Concurrency in Python - concepts, frameworks and best practices

This talk discusses: - concurrency concepts (e. g. atomicity, race conditions and deadlocks) - frameworks for concurrency and their use (`threading`, `multiprocessing`, `concurrent.futures`, `asyncio`) - higher abstractions, e. g. queues and active objects - best practices for writing concurrent code

Tags: Parallel Programming, Programming, Python

Scheduled on friday 10:30 in room lecture

Speaker

Stefan Schwarzer

Stefan has been using Python professionally for more than 15 years, the last 10+ years as a freelancing software developer and consultant (https://sschwarzer.com/en/). He has published articles on Python and given talks on Python at several conferences. He's also the maintainer of the ftputil library (https://pypi.org/project/ftputil/).

Description

Have you run in situations where concurrent execution could speed up your Python code? Are you using a GUI toolkit?

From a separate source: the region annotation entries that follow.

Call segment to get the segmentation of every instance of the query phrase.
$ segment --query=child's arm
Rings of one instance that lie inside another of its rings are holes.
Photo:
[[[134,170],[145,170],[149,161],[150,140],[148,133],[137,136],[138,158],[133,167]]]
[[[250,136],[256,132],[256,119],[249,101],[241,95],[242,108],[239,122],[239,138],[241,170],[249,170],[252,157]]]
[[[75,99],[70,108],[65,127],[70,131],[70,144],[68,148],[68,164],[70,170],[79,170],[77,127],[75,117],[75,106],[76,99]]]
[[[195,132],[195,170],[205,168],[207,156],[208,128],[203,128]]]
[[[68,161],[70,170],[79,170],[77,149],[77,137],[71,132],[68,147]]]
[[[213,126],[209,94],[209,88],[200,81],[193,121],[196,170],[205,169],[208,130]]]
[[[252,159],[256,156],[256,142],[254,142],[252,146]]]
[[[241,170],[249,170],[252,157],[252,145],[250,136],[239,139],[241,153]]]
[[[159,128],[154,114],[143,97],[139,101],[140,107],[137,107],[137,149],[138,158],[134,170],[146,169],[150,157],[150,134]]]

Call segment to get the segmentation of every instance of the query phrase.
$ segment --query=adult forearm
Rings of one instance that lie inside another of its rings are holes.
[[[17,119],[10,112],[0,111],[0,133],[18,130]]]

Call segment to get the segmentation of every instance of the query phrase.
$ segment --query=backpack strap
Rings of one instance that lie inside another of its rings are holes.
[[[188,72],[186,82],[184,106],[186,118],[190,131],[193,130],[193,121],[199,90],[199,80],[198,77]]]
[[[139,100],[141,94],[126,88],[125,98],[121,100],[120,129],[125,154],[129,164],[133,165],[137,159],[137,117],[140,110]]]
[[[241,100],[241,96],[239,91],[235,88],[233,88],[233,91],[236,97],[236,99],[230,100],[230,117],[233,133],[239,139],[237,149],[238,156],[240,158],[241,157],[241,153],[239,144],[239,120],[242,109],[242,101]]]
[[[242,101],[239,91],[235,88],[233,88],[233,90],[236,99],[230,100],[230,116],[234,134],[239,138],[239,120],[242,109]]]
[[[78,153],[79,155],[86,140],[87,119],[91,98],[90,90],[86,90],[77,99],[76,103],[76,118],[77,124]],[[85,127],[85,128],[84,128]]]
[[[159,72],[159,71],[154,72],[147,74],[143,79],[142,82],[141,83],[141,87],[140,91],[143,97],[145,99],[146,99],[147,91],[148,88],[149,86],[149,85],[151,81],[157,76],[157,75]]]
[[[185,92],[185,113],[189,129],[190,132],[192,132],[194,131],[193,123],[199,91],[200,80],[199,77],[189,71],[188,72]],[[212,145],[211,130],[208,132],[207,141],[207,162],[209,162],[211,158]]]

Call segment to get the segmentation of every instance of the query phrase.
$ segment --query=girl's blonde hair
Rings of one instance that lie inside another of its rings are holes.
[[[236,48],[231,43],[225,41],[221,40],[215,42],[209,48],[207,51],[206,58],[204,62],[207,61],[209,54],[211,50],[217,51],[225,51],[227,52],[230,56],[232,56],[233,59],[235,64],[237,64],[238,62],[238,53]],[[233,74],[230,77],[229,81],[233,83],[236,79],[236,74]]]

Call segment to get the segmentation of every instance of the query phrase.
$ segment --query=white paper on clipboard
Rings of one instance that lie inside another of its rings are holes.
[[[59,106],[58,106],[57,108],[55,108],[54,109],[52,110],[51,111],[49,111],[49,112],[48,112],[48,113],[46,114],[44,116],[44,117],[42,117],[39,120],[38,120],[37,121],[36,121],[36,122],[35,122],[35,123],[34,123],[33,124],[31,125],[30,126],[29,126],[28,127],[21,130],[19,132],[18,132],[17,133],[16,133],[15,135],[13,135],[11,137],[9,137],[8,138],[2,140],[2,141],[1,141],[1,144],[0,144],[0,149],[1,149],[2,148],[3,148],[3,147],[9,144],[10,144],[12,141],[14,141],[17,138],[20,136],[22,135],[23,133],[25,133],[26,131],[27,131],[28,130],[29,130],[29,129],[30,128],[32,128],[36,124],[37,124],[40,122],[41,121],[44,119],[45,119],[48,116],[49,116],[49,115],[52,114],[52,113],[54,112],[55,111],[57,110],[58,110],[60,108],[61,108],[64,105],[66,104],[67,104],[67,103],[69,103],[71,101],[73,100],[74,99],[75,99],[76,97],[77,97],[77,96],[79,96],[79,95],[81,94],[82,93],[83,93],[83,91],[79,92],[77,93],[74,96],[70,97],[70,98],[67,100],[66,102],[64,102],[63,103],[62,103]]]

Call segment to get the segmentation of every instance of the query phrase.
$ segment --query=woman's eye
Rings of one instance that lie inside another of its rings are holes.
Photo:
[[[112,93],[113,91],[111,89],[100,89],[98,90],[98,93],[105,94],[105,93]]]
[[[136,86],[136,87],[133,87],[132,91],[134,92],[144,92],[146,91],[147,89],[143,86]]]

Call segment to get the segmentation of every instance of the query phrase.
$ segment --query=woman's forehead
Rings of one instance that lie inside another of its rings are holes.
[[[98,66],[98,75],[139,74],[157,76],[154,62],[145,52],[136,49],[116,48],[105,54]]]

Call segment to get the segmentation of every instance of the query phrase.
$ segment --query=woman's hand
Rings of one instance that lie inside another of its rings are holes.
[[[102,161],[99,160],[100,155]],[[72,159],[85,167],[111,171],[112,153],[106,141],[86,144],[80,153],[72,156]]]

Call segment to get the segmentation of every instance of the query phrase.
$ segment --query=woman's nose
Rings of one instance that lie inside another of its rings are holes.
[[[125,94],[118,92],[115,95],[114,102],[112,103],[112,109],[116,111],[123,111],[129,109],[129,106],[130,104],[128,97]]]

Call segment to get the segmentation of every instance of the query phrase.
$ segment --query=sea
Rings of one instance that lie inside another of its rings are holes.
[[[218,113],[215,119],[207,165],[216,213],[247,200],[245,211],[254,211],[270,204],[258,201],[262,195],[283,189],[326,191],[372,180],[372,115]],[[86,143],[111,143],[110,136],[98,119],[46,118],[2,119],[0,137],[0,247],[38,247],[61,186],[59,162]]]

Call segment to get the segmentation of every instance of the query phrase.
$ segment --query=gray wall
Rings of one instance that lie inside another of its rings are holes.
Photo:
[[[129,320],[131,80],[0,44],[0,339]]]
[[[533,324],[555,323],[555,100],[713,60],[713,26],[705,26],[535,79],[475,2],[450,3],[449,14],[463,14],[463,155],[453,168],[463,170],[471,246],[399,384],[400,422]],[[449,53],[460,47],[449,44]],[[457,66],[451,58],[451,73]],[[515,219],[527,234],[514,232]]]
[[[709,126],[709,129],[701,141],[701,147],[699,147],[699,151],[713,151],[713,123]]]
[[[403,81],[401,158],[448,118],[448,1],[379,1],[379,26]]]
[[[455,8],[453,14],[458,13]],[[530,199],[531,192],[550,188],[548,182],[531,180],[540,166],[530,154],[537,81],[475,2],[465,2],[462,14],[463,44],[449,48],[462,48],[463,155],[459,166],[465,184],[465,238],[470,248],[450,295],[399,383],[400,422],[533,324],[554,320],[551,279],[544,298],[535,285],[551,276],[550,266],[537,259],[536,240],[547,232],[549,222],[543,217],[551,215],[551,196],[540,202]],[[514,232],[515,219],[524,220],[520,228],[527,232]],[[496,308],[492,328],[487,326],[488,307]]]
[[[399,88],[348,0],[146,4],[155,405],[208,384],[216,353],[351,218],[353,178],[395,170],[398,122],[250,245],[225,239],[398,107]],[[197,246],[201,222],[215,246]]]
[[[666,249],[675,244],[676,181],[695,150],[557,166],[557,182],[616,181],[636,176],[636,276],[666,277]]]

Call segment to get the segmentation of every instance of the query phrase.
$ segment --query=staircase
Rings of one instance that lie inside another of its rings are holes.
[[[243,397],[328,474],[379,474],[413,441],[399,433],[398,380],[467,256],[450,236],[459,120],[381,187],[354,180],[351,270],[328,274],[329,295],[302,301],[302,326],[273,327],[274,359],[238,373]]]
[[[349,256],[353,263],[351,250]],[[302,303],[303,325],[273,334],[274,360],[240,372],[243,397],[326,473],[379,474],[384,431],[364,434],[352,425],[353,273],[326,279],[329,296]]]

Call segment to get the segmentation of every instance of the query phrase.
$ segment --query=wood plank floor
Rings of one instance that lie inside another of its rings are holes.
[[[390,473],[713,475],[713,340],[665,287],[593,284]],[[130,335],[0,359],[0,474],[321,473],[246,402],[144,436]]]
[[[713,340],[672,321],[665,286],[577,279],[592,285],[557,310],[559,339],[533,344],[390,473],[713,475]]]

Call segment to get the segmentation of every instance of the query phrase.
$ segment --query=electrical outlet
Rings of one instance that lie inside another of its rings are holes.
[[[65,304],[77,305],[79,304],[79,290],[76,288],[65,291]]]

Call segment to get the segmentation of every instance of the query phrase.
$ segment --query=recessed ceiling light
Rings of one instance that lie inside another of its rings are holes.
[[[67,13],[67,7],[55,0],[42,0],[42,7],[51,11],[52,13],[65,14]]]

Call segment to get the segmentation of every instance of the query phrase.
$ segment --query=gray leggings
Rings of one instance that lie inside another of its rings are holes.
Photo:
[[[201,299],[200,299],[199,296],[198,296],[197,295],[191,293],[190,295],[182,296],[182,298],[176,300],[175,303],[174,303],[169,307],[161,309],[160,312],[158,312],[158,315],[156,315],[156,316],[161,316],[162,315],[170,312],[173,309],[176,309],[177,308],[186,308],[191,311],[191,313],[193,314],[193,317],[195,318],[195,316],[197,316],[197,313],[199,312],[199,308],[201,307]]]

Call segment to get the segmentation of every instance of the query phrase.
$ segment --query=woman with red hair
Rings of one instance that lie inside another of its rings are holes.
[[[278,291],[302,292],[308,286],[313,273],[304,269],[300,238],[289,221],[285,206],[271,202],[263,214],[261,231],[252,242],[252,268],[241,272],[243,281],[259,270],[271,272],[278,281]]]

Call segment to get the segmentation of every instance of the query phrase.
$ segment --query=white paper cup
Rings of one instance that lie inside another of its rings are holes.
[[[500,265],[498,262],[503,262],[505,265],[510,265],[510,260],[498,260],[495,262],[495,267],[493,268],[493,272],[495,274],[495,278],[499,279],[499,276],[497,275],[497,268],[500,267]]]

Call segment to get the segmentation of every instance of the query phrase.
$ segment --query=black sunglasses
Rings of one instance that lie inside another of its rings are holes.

This talk gives you the background to use concurrency in your code without shooting yourself in the foot - which is quite easy if you don't understand how concurrent execution differs from linear execution!

The presentation starts with explaining some concepts like concurrency, parallelism, resources, atomic operations, race conditions and deadlocks.

Then we discuss the commonly-used approaches to concurrency: multithreading with the threading module, multiprocessing with the multiprocessing module, and event loops (which include the asyncio framework). Each of these approaches has its typical use cases, which are explained.

You can implement concurrency on a number of abstraction levels. The lowest level consists of primitives like locks, events, semaphores and so on. A higher abstraction level is using queues, typically with worker threads or processes. Even higher abstraction levels are active objects (hiding primitives or queues behind an API; this includes "actors" if you heard of them), the thread and process pools in concurrent.futures and the asyncio framework. Finally, you can "outsource" concurrency by leaving it to a message broker, which is a distinct process that receives and distributes messages.

The talk closes with some tips and best practices, mainly:

  • Don't use concurrency if you don't have to.

  • Keep it simple. "Simple" usually doesn't mean using primitives like locks, but rather using higher abstractions if you can.

  • Operations that look atomic may not be atomic. For example, if descriptors are used, an "attribute access" may do arbitrarily complex things. If there's any doubt, assume an operation is not atomic.

  • Try to hide concurrency behind an API. In particular, serialize accesses to a resource by using a single thread or process (if you use threads and processes) for this resource.

  • Defects in concurrent code are often difficult to expose. If your code seems to work, it doesn't mean it will work on a different computer, on a complex network, under high load etc. Think about what you're doing and what could go wrong. (Of course, this applies to coding in general, but even more so to concurrent code.)